Lab 6 Procedure
Select Yeast Colonies
- Obtain your plates and identify the yeast colonies.
- Work in a group of 4, circle and number 8 yeast colonies with a marker (fewer if there are fewer colonies).
- Since the same reaction was used for both plates, choosing any colonies from either or both plates are fine.
Note: Only write on the outside of the plate!
- If you have 8 colonies, take out 8 PCR tubes and number them from 1-8. If you have fewer than 8, then use fewer tubes.
- Add 20 μL of 20 mM NaOH into each tube.
- With a 10 μL pipette tip, touch colony #1 slightly.
Note: You only need a tiny bit of the colony. Too much DNA will negatively affect the PCR result.
- Dip the pipette into the NaOH solution in tube #1. Mix well by pipetting up and down. Dispose of the tip.
- Repeat the process with the rest of the colonies.

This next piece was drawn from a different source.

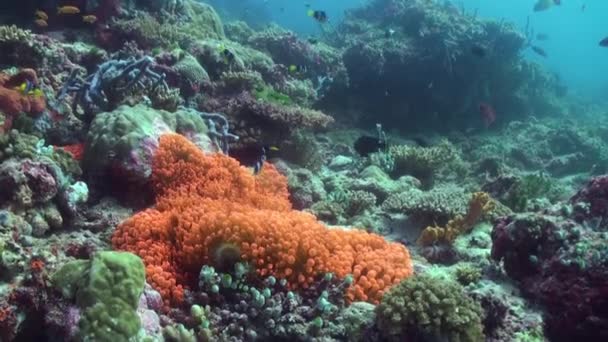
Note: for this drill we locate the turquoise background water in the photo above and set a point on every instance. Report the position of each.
(574, 53)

- Put the PCR tubes in a thermocycler and heat for 10 minutes at 100 °C.
- Place the PCR tubes on ice immediately afterwards.
- Save the yeast plates to be used in the next lab period at 4 °C.
Prepare for Multiplex PCR Reactions:
- Take out a new set of PCR tubes, and label them with numbers 1-8 (or fewer if you have fewer colonies).
- Add 1 μL of yeast DNA into the corresponding new PCR tube.
- Obtain a PCR tube that contains 1 μL of the wild-type yeast DNA (i.e. with no transformation)
- Set up a master mix for 20 μL reactions:
| Reagent | Stock Conditions | Final Conditions | 1 Reaction (RXN) | Master mix of 11 RXN* | |
| Reaction Buffer | 5X | 1X | |||
| dNTP | 10mM | 200 μM | |||
| Primer mix | 10 μM | 400nM | |||
| H2O | |||||
| Phusion** | 1U/ μL | 1U | |||
| Total Volume | 19 μL | 209 μL |
* Prepare 11 reactions if you have 9 PCR samples. If fewer, prepare PCR samples +2 reactions in the master mix. More reactions are prepared to account for the lost of liquid during pipetting/transferring between tubes.
** Phusion should be added last.
Please note that the reaction volume is 20 μL and not 50 μL as was used in lab 2. If you are not sure about the calculation, please consult with the teaching team.
- Pipette the master mix up and down after adding all the reagents. Avoid introducing bubbles.
- Pipette 19 μL of PCR master mix into each labeled PCR tube. Mix well after each addition. Be sure to change tips after each addition and mixing.
- Put the PCR tubes in a thermocycler and run the following conditions:
- Initial denaturation: 95 °C for 3 minutes
- Denaturation: 95 °C for 15 seconds
- Annealing: 60 °C for 30 seconds
- Extension: 72 °C for 1 minute and 15 seconds
- Repeat steps 2-4 for 35 cycles
- Final extension: 72 °C for 3 minutes
- Hold at 10 °C
Make 2% agarose gels
- Working in a group of 4, make two 2% agarose gels. Refer back to Lab 2 for detailed instruction. Note that the gels are 2% instead of the 1% gels that were made in lab 2.
- The 2% gels will be used in the next lab.
Note: EtBr is a carcinogen (cancer-causing)! When working with it, please observe the following precautions:
- Work with the provided EtBr stock only in the designated area.
- Use the designated EtBr pipette. Dispose of pipette tips in the designated EtBr tip waste container.
- Wear gloves and eye protection.
- Dispose of EtBr gels in the designated containers.